I made a face at him as I struggled to keep up with his long-legged gait. Pissed as I was at him, I remained sullenly quiet as we walked. We made it to the edge of the garden before I couldn’t hold back my questions.
“How is everyone?”
He looked at me sideways. “How do you think?”
My palms tingled, and anger heated my cheeks. “A part of me knew that this would be the outcome, but I hoped it would be different. I hoped because of what you said and what I was being asked to do. You let me down, Apollo. So the least you could do is give me a straight answer.”
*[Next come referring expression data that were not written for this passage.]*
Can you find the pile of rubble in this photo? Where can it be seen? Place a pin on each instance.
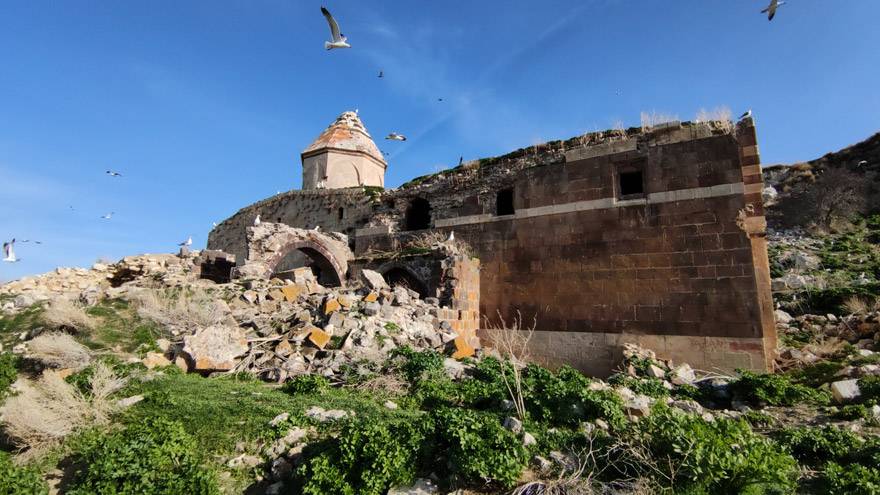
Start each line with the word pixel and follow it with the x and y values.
pixel 274 328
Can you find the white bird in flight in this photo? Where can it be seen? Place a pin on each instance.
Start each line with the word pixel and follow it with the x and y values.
pixel 9 252
pixel 338 40
pixel 771 9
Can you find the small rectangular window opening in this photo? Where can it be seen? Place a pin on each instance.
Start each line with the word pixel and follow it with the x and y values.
pixel 631 184
pixel 504 202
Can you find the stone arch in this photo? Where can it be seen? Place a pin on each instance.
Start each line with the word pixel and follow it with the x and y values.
pixel 270 243
pixel 397 273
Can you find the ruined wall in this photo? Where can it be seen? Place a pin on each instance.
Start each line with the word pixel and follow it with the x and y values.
pixel 302 209
pixel 680 267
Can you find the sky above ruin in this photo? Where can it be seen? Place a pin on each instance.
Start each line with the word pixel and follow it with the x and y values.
pixel 204 106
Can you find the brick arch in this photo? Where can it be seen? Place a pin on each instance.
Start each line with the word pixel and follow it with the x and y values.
pixel 422 287
pixel 269 243
pixel 315 250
His blue eyes deepened, turning the color of the sky before a storm. I knew I’d struck a chord, but I didn’t care. What could he do? Kill me? A quiet voice whispered in the back of my head that he could drop my unhappy ass in Tartarus, but I doubted he’d ever do that, no matter how much I ticked him off.
Apollo sighed. “They’re not happy. Your uncle holed himself up in a room and drank himself into a stupor. Your friends? Inconsolable. I think you know how Seth feels. Maybe you don’t—not to the full extent, anyway. And Aiden?” He paused, and the back of my eyes burned. “I have never seen a man break the way he did. And he broke. Set half the damn Covenant on fire. If his brother hadn’t showed up when he had, I’m positive that he would’ve stayed in the burning building. Is that what you wanted to know? Did it make you feel better, Alexandria?”